Dari kejauhan, ia melihat sesuatu yang membuat hatinya terhenyak. Sosok yang sangat ia kenal. Dara. Dara sedang berjalan di pinggir jalan besar, wajahnya menunduk dan langkah kakinya tertatih-tatih. Seakan ada sesuatu yang menghantuinya. Andra merasakan sesuatu yang tidak beres. Detak jantungnya berdebar kencang. Seketika, semua rasa lelah dan frustasi sirna. Ia harus segera mendekati Dara.
Dengan langkah cepat, Andra berlari menghampiri Dara. Ia tak peduli lagi dengan orang-orang di sekitarnya. Hanya Dara yang ada dalam pikirannya. Tangannya meraih tubuh Dara, menariknya ke dalam pelukannya. Tubuh Dara terasa gemetar hebat. Andra memeluk Dara erat-erat, mencoba untuk memberikannya rasa aman dan ketenangan.
Ia merasakan bahwa Dara sedang dalam keadaan yang tidak baik.

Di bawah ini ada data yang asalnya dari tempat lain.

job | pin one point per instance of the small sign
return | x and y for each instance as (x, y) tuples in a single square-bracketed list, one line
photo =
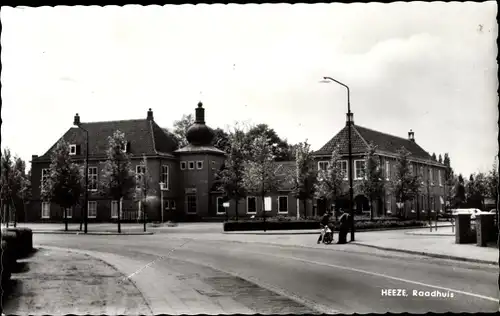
[(267, 204)]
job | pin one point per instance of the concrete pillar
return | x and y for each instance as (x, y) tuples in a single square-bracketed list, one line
[(462, 228), (485, 229)]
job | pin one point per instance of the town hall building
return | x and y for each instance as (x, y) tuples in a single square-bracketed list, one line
[(184, 178)]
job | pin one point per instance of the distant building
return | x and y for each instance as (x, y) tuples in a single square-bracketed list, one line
[(387, 152), (188, 173)]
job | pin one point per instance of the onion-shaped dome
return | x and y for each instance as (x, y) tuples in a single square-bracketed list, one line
[(200, 134)]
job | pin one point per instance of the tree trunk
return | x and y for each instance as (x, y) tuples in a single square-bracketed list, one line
[(65, 219), (305, 205), (371, 209), (119, 216), (264, 212), (236, 209)]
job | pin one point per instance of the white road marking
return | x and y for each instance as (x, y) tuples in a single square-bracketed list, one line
[(378, 275)]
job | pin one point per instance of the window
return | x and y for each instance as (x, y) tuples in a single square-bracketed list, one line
[(283, 204), (220, 206), (114, 209), (45, 209), (45, 176), (387, 170), (140, 170), (359, 169), (342, 165), (69, 212), (191, 204), (251, 205), (72, 149), (92, 209), (199, 165), (92, 178), (164, 177), (323, 165)]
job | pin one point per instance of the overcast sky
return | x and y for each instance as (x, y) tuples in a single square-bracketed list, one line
[(430, 67)]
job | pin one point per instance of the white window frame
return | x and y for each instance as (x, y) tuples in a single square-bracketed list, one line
[(387, 169), (72, 149), (356, 169), (45, 210), (140, 170), (93, 178), (248, 198), (165, 177), (323, 162), (217, 206), (117, 203), (88, 209), (199, 165), (279, 204), (187, 204), (45, 174), (346, 163), (69, 212)]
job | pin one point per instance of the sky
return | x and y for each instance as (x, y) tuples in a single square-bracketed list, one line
[(430, 67)]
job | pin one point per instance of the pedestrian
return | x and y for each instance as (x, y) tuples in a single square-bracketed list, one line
[(343, 227), (325, 220)]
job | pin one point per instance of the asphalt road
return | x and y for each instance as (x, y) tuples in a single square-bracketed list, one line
[(326, 281)]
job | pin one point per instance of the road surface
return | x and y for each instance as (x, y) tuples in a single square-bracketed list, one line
[(325, 281)]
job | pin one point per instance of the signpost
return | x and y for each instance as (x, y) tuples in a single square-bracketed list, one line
[(226, 206)]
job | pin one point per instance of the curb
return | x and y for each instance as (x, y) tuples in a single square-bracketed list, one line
[(317, 232), (428, 254), (57, 232)]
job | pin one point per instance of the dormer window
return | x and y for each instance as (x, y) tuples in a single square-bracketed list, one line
[(199, 165), (72, 149)]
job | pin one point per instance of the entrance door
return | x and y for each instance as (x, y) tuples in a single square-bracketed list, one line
[(191, 205)]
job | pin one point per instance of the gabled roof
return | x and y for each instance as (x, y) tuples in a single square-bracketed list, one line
[(362, 137), (144, 137)]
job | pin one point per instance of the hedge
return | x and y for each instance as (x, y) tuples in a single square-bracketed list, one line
[(305, 224)]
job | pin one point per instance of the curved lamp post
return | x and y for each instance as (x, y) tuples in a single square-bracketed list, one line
[(349, 118), (79, 124)]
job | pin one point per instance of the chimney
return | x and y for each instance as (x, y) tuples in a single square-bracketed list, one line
[(76, 122), (411, 136), (200, 114), (349, 118), (150, 115)]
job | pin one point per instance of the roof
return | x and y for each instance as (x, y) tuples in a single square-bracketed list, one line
[(362, 137), (144, 137)]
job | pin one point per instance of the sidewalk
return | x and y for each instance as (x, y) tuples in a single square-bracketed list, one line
[(60, 282), (92, 228)]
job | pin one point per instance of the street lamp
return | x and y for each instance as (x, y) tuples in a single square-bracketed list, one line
[(79, 124), (349, 123)]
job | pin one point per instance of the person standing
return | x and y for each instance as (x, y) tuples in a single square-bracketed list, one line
[(344, 227), (325, 220)]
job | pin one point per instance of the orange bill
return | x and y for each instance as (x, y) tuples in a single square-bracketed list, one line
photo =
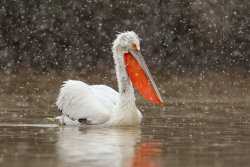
[(141, 77)]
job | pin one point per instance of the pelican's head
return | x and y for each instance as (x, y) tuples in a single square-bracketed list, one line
[(126, 49), (125, 41)]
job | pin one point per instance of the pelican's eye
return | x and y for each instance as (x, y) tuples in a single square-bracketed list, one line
[(134, 46)]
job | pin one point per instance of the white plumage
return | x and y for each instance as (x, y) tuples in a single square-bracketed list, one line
[(100, 104)]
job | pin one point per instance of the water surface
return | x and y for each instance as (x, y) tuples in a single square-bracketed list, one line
[(205, 123)]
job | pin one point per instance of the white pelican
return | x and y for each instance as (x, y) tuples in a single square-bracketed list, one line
[(99, 104)]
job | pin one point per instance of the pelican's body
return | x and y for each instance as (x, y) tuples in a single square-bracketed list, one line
[(99, 104)]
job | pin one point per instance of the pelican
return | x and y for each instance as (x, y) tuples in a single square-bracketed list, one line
[(81, 103)]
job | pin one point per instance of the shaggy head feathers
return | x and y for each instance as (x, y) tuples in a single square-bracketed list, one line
[(125, 40)]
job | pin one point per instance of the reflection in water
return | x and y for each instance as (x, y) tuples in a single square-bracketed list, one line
[(97, 146), (206, 123), (147, 154)]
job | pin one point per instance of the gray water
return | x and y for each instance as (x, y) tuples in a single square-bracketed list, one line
[(205, 122)]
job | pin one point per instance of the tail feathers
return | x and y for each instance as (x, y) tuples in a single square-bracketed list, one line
[(66, 120)]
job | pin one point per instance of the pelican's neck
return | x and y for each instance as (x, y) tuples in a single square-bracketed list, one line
[(126, 91), (125, 111)]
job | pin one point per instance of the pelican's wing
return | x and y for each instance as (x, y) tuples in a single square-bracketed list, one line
[(106, 95), (77, 101)]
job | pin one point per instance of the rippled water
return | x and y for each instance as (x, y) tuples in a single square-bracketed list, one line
[(205, 123)]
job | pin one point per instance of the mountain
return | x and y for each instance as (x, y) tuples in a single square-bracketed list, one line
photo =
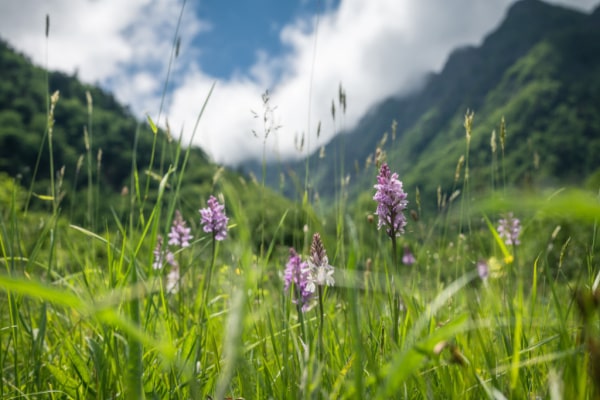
[(95, 139), (540, 70)]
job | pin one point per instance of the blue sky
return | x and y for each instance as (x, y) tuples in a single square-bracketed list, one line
[(241, 29), (301, 51)]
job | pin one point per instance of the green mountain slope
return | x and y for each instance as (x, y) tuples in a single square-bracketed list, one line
[(95, 143), (540, 69)]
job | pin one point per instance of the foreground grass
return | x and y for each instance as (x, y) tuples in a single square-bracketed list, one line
[(88, 316)]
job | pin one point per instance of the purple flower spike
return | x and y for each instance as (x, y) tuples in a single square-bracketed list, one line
[(321, 273), (483, 269), (180, 234), (158, 255), (214, 219), (408, 258), (391, 202), (296, 276), (509, 229)]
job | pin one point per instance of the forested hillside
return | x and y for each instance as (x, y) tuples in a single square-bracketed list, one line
[(539, 70)]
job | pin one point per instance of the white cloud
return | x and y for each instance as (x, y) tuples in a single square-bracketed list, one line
[(374, 48)]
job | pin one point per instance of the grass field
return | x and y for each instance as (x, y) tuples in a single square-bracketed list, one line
[(163, 301)]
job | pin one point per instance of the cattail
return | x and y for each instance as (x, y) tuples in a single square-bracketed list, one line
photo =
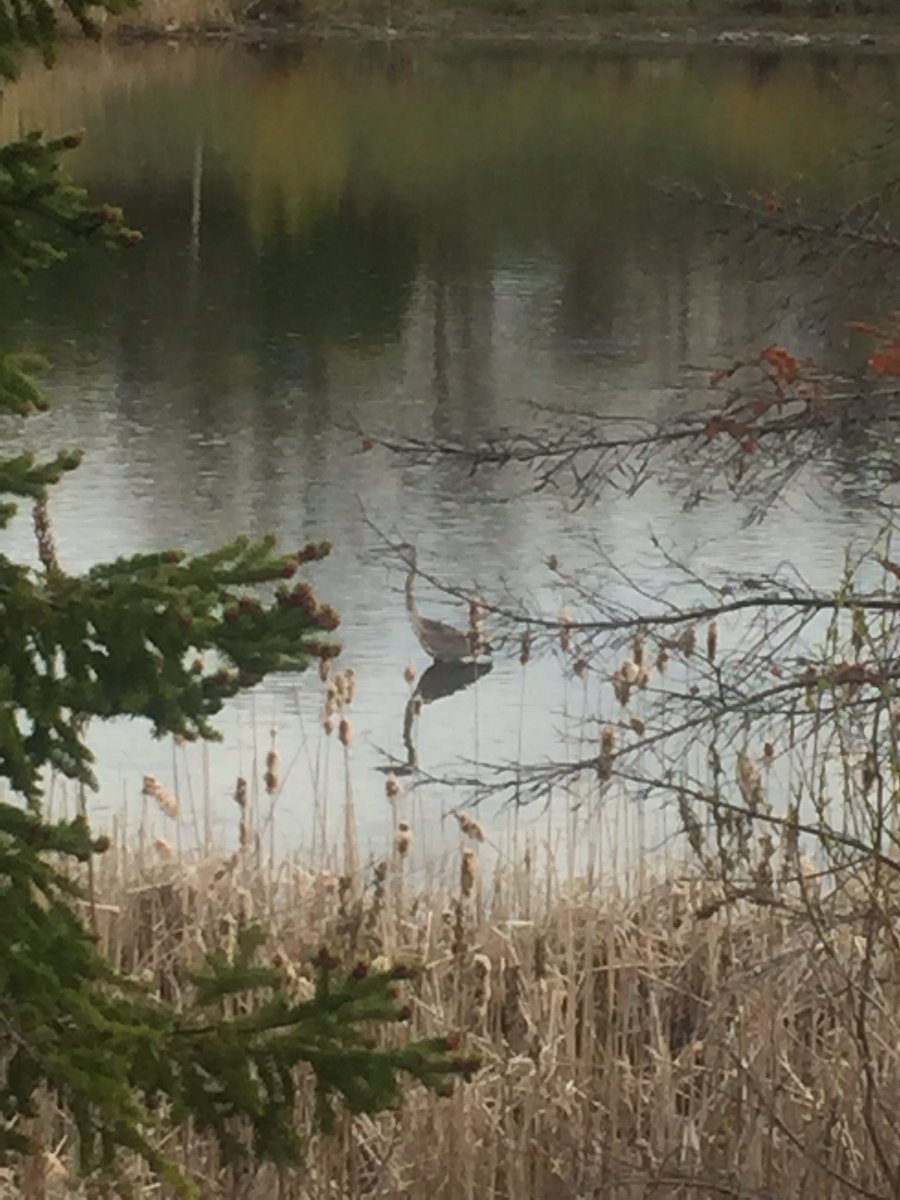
[(712, 641), (637, 651), (525, 653), (607, 742), (749, 783), (481, 969), (469, 826), (468, 873), (273, 772), (163, 797), (403, 839), (622, 687), (240, 793), (540, 957)]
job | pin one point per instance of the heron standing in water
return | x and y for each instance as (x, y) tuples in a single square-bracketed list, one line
[(441, 641)]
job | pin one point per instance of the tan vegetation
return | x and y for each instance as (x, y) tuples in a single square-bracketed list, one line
[(648, 1036)]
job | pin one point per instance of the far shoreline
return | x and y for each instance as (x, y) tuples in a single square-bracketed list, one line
[(276, 23)]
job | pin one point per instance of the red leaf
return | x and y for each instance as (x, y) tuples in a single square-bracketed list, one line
[(783, 364), (887, 361)]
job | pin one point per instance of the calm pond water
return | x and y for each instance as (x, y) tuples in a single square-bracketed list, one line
[(430, 243)]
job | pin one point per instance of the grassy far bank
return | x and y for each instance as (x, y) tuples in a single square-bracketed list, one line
[(791, 23)]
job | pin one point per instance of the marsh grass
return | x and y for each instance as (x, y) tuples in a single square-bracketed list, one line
[(641, 1033)]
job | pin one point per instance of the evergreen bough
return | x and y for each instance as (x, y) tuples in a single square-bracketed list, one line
[(167, 637)]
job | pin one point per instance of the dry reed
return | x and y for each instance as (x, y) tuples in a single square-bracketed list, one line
[(663, 1039)]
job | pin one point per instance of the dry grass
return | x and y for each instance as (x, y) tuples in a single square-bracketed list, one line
[(639, 1041)]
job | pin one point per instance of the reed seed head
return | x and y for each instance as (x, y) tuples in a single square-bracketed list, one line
[(240, 793), (163, 797), (525, 648), (273, 772), (469, 826)]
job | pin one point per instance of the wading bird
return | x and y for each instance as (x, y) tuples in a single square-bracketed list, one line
[(442, 642)]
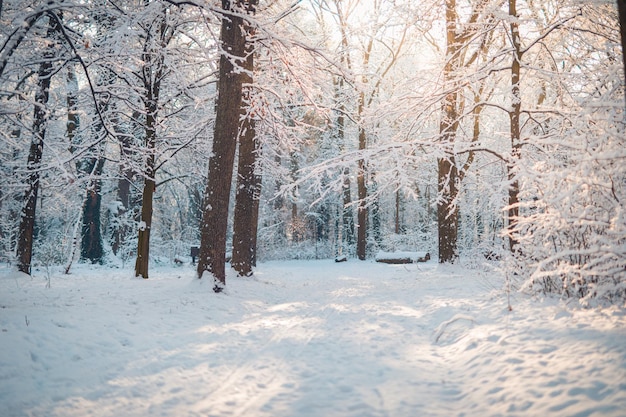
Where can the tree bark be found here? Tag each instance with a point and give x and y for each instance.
(621, 10)
(152, 74)
(361, 240)
(246, 216)
(27, 222)
(212, 256)
(91, 242)
(447, 172)
(514, 116)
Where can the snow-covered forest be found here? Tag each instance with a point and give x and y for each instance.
(195, 197)
(316, 129)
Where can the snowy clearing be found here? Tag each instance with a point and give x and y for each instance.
(302, 338)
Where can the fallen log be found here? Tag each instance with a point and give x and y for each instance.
(402, 257)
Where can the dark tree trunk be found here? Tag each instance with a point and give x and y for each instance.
(212, 256)
(124, 194)
(447, 211)
(152, 74)
(447, 172)
(246, 217)
(91, 242)
(621, 9)
(361, 214)
(514, 116)
(27, 222)
(149, 187)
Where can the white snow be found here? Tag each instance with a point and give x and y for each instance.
(302, 338)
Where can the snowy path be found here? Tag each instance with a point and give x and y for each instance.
(302, 339)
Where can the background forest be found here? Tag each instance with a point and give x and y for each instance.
(468, 129)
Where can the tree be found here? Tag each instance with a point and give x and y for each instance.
(27, 223)
(248, 191)
(213, 229)
(621, 9)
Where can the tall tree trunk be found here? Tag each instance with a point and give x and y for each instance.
(514, 116)
(124, 196)
(91, 242)
(149, 187)
(361, 241)
(621, 9)
(246, 216)
(152, 74)
(217, 196)
(447, 172)
(27, 222)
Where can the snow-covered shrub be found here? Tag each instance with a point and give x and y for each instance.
(572, 229)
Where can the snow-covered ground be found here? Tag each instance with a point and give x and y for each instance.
(305, 338)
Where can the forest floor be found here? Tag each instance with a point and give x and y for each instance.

Ia khawatir akan keadaan Dara. Ia ingin mengetahui apa yang telah terjadi pada Dara.
"Ra… aku khawatir banget sama kamu, kenapa kamu di sini Ra?" suara Andra terdengar cemas, menunjukkan kekhawatirannya yang begitu besar. Ia merasakan tubuh Dara yang bergetar hebat, menunjukkan bahwa gadis itu sedang sangat terpukul.
Bau harum parfum Dara yang biasanya ia sukai kini terasa hambar. Bau harum parfum itu tak mampu mengalahkan aroma kesedihan yang terpancar dari tubuh Dara. Andra mengelus punggung Dara lembut, mencoba untuk menenangkannya. Ia tahu, ada sesuatu yang terjadi, sesuatu yang membuat Dara begitu terpukul.
Tangis Dara pecah di pelukan Andra. Bukan tangis yang biasa, tapi tangis pilu yang menghancurkan hati. Suara tangisnya yang terisak-isak seaakan menorehkan luka dalam di hati Andra. Andra merasakan sakit yang sama dengan Dara. Andra tidak mau Daranya itu menangis, ia tidak mau Dara merasakan kesedihan seperti ini.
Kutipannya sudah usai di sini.